Michael Schulson Cooks for the “Hot Chicks” — and That’s Sexist
Usually, discussions about sexism in the restaurant industry focus on discrimination, harassment, and other barriers to success that women chefs face, or on harassment from customers, coworkers, or supervisors that leaves women who work front-of-house unable to do their jobs.
So it’s disappointing, but not surprising, to hear a prominent and successful business owner’s reductive view that his female customers are more desirable (to his business and to everyone else) if they’re “hot.”
Last week, Philly.com published an interview with restaurateur and chef Michael Schulson. Schulson, the owner of Sampan, Graffiti Bar, Double Knot, and Harp & Crown, among others, recaps career ups and downs, confesses his own non-foodie eating habits, and weighs in on the current state of Philly’s food scene — typical topics for this type of Q&A.
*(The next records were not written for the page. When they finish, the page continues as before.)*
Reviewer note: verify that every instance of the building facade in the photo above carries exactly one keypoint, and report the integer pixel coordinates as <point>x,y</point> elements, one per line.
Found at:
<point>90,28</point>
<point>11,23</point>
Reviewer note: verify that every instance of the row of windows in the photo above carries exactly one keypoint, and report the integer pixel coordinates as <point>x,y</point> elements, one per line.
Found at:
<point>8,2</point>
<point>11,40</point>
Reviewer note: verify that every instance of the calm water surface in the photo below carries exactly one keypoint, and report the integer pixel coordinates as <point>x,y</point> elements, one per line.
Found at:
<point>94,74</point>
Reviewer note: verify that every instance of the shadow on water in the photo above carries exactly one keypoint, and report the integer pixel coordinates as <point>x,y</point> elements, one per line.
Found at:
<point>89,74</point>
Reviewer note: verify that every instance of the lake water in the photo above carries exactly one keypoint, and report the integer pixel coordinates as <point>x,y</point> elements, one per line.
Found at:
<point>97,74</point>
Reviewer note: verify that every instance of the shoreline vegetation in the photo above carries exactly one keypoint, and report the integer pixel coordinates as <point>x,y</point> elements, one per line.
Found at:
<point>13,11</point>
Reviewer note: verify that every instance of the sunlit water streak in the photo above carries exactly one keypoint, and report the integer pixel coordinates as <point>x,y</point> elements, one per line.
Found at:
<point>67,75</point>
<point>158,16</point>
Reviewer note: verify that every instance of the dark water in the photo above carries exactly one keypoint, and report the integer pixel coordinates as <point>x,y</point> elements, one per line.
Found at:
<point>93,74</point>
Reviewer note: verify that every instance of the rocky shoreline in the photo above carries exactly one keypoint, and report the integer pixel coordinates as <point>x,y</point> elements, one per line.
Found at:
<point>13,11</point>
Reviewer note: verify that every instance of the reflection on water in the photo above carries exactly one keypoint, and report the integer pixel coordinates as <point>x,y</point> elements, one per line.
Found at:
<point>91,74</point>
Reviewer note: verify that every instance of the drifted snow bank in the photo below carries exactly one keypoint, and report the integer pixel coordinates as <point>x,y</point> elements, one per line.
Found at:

At the end of the interview, Schulson is asked why his restaurants are “such a hit with millennial women.” This was his response:
I have a belief, and I’ve said this for 20 years now: You cook for the hot chicks. And I hope nobody takes that the wrong way because it’s not meant to be chauvinistic or anything. When I think of my wife [Nina], I think my wife is very attractive and smart. I think she’s a hot woman. But when we go out to eat, she’s picking where we’re going out to eat, and cooking for the hot chick means you’re cooking a certain type of item, you’re putting crab, shrimp, lobster, filet — those are the kind of things — tuna, they’re looking for the lighter, cleaner things. That’s what women like to eat. So when they look at a restaurant or a menu, they’re going to pick that restaurant. And then take it further, then you have the single guy. Where does the single guy want to go eat? At the restaurant that has the pretty women. And the pretty women are going to be at the restaurant that serves the food that they want to eat.
Whether Schulson realized it or not, his words exemplify the way patriarchy influences the choices both men and women make, from where we spend our Saturday nights to what foods we decide to put in our bodies.
Let’s unpack this, shall we?
When a restaurateur says that attracting “hot chicks” to his businesses has been a cornerstone of his success — and that in his winning formula, those hot chicks want light dishes and lean proteins — what he’s really acknowledging is this: both women and men are taught from birth, by media, brands, parents, teachers, and peers, that women must look a certain (often unrealistic, idealized) way to be considered attractive — or, in this case, worth cooking for.
Schulson and restaurateurs like him believe this is the food that women want to eat. But by his logic, this kind of food is what many women feel they have to eat, even on an indulgent night on the town. Do these so-called “hot chicks” simply prefer fish and vegetables over burgers and pie, or do they feel they can’t permit themselves that desire? You know, to fit into the idea that a woman must be thin in order to be considered attractive, which has been impressed on these women — and the men Schulson bets will come running after them — since birth.
While Schulson admits that his business benefits from these sexist ideas about how women should look and eat, the problem goes far beyond his comments. These patriarchal mechanisms are deeply ingrained in all aspects our society, including the city’s hospitality industry. And it’s this deeply rooted sexism that preys on both men’s and women’s insecurities, incentivizing consumers and business owners to conform, thereby perpetuating itself.
Schulson hasn’t made some groundbreaking discovery with this approach to his business: he’s using the oldest trick in the book. A great chef or restaurateur shouldn’t need rely on retrograde gender stereotypes to fuel his business model.
Women aren’t a commodity to be exploited. They’re guests in your restaurants.
When Schulson and other restaurateurs speak about women — their customers — in this way, it simply underscores how we as a society judge women’s worth, whether they’re little girls or accomplished stateswomen, based on their appearance.
It’s Schulson’s responsibility to understand what his words actually mean. It’s also his — and everyone else’s — responsibility to speak to and about women as fully formed, unique, and diverse human beings who are inherently worthy of attention, respect, and love, just like men are — regardless of what they look like.